Em meio a protestos de servidores públicos por reajuste salarial e antes de uma reunião com os governadores dos Estados do Conselho de Desenvolvimento da Região Sul (Codesul) para reforçar a campanha pela partilha do petróleo, o governador Tarso Genro recebeu o Sul21 na última quinta-feira (29). Na entrevista, ele avaliou os primeiros nove meses de governo no Rio Grande do Sul e defendeu a política de reajustes para o funcionalismo público.
“Desafio que alguém nos aponte quem teve uma política salarial melhor para os servidores do que o nosso governo, em nove meses. Aumento sempre superiores à inflação e início de uma recuperação dos salários dos professores e da segurança pública”, disse Tarso Genro.

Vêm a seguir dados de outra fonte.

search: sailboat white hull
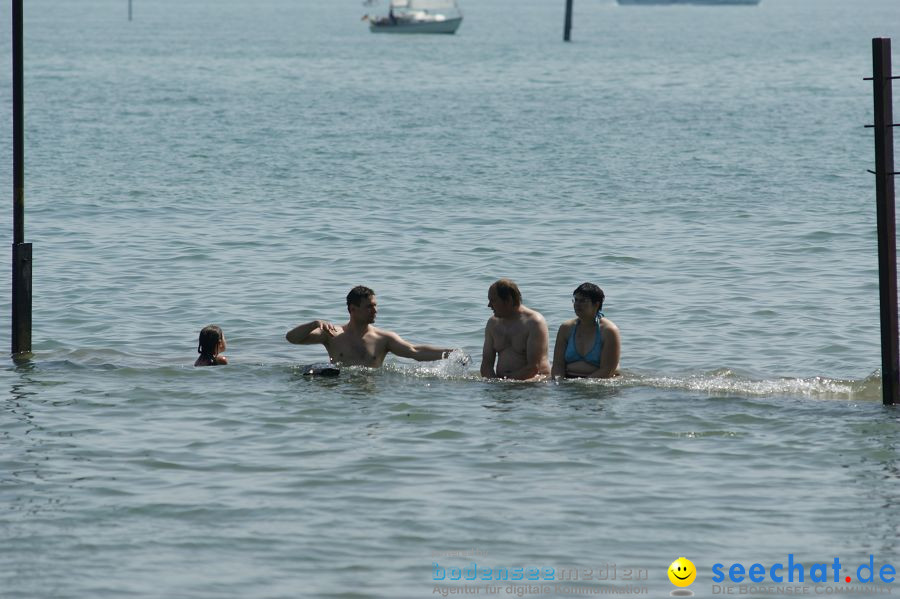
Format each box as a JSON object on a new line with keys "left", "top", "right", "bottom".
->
{"left": 369, "top": 16, "right": 462, "bottom": 34}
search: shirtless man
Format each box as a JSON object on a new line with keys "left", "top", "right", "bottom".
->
{"left": 480, "top": 279, "right": 551, "bottom": 381}
{"left": 285, "top": 286, "right": 454, "bottom": 367}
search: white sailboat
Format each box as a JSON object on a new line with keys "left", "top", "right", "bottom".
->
{"left": 366, "top": 0, "right": 463, "bottom": 34}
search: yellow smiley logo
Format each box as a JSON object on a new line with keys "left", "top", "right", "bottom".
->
{"left": 668, "top": 557, "right": 697, "bottom": 587}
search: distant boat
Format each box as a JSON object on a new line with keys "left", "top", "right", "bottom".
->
{"left": 617, "top": 0, "right": 759, "bottom": 4}
{"left": 365, "top": 0, "right": 463, "bottom": 34}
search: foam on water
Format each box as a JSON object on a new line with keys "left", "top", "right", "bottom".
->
{"left": 585, "top": 369, "right": 886, "bottom": 402}
{"left": 11, "top": 347, "right": 890, "bottom": 404}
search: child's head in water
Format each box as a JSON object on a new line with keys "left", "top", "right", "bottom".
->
{"left": 195, "top": 325, "right": 228, "bottom": 366}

Na conversa, o governador deu detalhes sobre as investigações sobre a autoria das ameaças com falsas bombas registradas nas últimas semanas do Estado, reafirmou o compromisso de pagar o piso nacional do magistério até o final de seu mandato, defendeu o novo sistema de avaliação da educação, comentou a negociação da dívida dos Estados com a União e as perspectivas com a próxima visita da presidenta Dilma Rousseff, rebatendo as críticas da oposição de que o governo ainda não teria um rumo definido.
“Eles partem de uma visão de rumo do seu governo anterior, que era a visão tradicional do déficit zero, repreensão aos movimentos sociais, nenhuma relação com o governo federal e nenhum projeto de desenvolvimento. É normal que pra eles não tenha rumo, porque não é o rumo deles”, afirmou.
Sul21 – O seu governo completou nove meses. Neste período, a oposição tem dito que o governo ainda não tomou forma, que não se sabe qual é o rumo do governo. Qual é a cara do seu governo nesse período, quais foram os avanços conquistados e também as limitações?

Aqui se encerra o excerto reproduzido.